Same-sex couples and women over 40 will be entitled to free in-vitro fertilisation (IVF) treatment through the National Health Service (NHS), for the first time according to guidelines to be published today.
The recommendations, which puts same-sex couples on par with heterosexual couples when it comes to fertility treatment, is issued by the government watchdog for cost-effective treatment in the NHS, National Institute for Health and Clinical Excellence (NICE).
Then new guidelines also call on health authorities in England and Wales to fund intra-uterine insemination (IUI), which uses donor sperms to help same-sex couples conceive. If IUI should fail for six cycles in a row, then, they should be considered for the more costly, and medically complex IVF, the guidelines will say.
These consequences follow the implementation of the Human Fertilisation and Embryology Act, passed by Labour in 2008, which put same-sex parenting and heterosexual parenting on equal footing in the eyes of the law.

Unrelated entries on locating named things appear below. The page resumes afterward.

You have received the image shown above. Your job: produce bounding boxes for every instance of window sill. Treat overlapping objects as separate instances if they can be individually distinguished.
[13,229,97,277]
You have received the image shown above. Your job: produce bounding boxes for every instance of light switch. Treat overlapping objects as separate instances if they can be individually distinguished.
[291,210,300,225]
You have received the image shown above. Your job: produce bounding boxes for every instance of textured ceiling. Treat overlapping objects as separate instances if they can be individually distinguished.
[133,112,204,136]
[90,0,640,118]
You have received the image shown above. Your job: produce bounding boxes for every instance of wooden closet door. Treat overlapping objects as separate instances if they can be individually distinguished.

That there has been a concomitant increase in demand from gay couples for fertility services is confirmed by figures: for example, in the three years from 2007 to 2010, the number of lesbian couples undergoing IVF nearly trebled from 178 to 417. Till now, gay couples usually had to resort to private treatment, which cost up to £8,000 per couple, with a reduction in the chances of successful conception with increase in age.
The gay rights charity Stonewall has quickly welcome the move, with its director for public affairs, Ruth Hunt saying it was an ‘explicit acknowledgement of the issues same-sex couples face.’ However, some rightwing groups, such as the Comment on Reproductive Ethics, have described the move as ‘absurd.’ Speaking to the Telegraph, a spokesperson for the latter said this was an attempt to ‘rewrite biology.’
Sir Andrew Dillion, chief executive of NICE, said on the BBC Radio 4’s Today Programme that this was ‘the right thing to do’ for older women who desire to conceive, and for same-sex couples.